CVE-2025-64184
Published: 07 November 2025
Description
Dosage is a comic strip downloader and archiver. When downloading comic images in versions 3.1 and below, Dosage constructs target file names from different aspects of the remote comic (page URL, image URL, page content, etc.). While the basename is properly stripped of directory-traversing characters, the file extension is taken from the HTTP Content-Type header. This allows a remote attacker (or a Man-in-the-Middle, if the comic is served over HTTP) to write arbitrary files outside the target directory (if additional conditions are met). This issue is fixed in version 3.2.
Security Summary
CVE-2025-64184 affects Dosage, an open-source comic strip downloader and archiver, in versions 3.1 and below. The vulnerability arises during the downloading of comic images, where target filenames are constructed from elements like the page URL, image URL, or page content. Although the basename is sanitized to remove directory-traversing characters, the file extension is directly derived from the HTTP Content-Type header provided by the server. This design flaw enables a form of path traversal (CWE-22), rated at CVSS 8.8 (AV:N/AC:L/PR:N/UI:R/S:U/C:H/I:H/A:H), allowing files to be written outside the intended target directory under specific conditions.
A remote attacker can exploit this by hosting a malicious comic strip on a website that users might direct Dosage to download from, or via a man-in-the-middle (MitM) attack if the comic is served over HTTP. Exploitation requires user interaction, as the victim must run Dosage to download from the attacker's controlled source. Successful exploitation lets the attacker control the file extension via a manipulated Content-Type header, enabling arbitrary file writes outside the download directory if additional conditions (such as filesystem permissions) are met, potentially leading to high-impact confidentiality, integrity, and availability compromises on the victim's system.

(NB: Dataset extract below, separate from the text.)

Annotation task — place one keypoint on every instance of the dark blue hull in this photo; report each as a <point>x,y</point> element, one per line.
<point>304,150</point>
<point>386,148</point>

The Dosage GitHub security advisory (GHSA-4vcx-3pj3-44m7) and the fixing commit (336a9684191604bc49eed7296b74bd582151181e) confirm the issue is resolved in version 3.2, which presumably strengthens filename construction to prevent Content-Type header abuse. Security practitioners should advise users to upgrade to Dosage 3.2 or later and avoid downloading from untrusted sources, especially over HTTP.